Suppose that at this point, Session 1 performs an update operation (in the same transaction):
- According to the primary key SeqCode, find the index page Index_Page where the key value is located, find the key line Index_key on the page, hold the IU lock on Index_Page, prepare to hold the U lock on Index_key, but find that Index_key is held by session 2.
Then a deadlock occurs (see figure below for details):
- Session 1 holds IX locks on Data_Page, X locks on RID rows, and applies for U locks on Index_key (waiting for Session 2 to release)
- Session 2 holds IU locks on Index_Page, U locks on Index_key, and IU locks on Data_Page, requesting U locks on RID rows (waiting for Session 1 to release)
3 solution
Without RID lookup, the idea of finding data directly by index will not lead to this deadlock, that is, to re-establish the aggregated index on the primary key and discard the original non-aggregated index primary key. Because this excludes the application and holding of U-lock in RID, it keeps X-lock until the end of the transaction, and can modify the data page where the key value is located directly according to the primary key, thus reducing the time of inquiring rows in RID.
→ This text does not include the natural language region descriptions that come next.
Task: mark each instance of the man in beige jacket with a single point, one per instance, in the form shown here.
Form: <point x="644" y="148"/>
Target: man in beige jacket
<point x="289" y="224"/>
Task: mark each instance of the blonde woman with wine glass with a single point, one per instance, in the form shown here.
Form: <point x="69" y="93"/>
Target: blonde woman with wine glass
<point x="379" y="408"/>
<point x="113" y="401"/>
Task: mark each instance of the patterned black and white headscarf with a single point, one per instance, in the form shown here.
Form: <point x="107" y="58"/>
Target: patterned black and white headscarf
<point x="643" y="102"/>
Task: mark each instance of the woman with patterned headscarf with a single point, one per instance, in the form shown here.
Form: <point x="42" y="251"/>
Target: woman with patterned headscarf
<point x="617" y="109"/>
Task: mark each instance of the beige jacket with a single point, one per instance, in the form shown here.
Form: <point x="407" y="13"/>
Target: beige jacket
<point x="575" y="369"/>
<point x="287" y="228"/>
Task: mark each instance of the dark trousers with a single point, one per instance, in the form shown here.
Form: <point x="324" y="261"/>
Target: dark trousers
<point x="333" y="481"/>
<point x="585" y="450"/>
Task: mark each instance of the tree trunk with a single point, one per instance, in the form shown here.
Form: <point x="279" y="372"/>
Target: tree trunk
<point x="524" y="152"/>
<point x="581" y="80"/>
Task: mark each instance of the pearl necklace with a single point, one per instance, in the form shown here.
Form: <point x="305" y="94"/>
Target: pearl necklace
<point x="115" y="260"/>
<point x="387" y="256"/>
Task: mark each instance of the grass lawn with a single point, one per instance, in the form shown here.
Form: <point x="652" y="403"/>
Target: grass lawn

The revised implementation plan is as follows:
The process of applying for release of the lock is as follows (see screenshot for details):
- Find Index_Page of index page where the key value is located according to the primary key SeqCode, find Index_key of key hashvalue key line above the page, hold IU lock for Index_Page and U lock for Index_key;
- Since the table is already an aggregated index table and the page where the primary key is located contains row data, the IU lock can be upgraded to IX lock directly for Index_Page, and the U lock for Index_key can be upgraded to X lock, thus avoiding the lock application of RID for row-by-row data.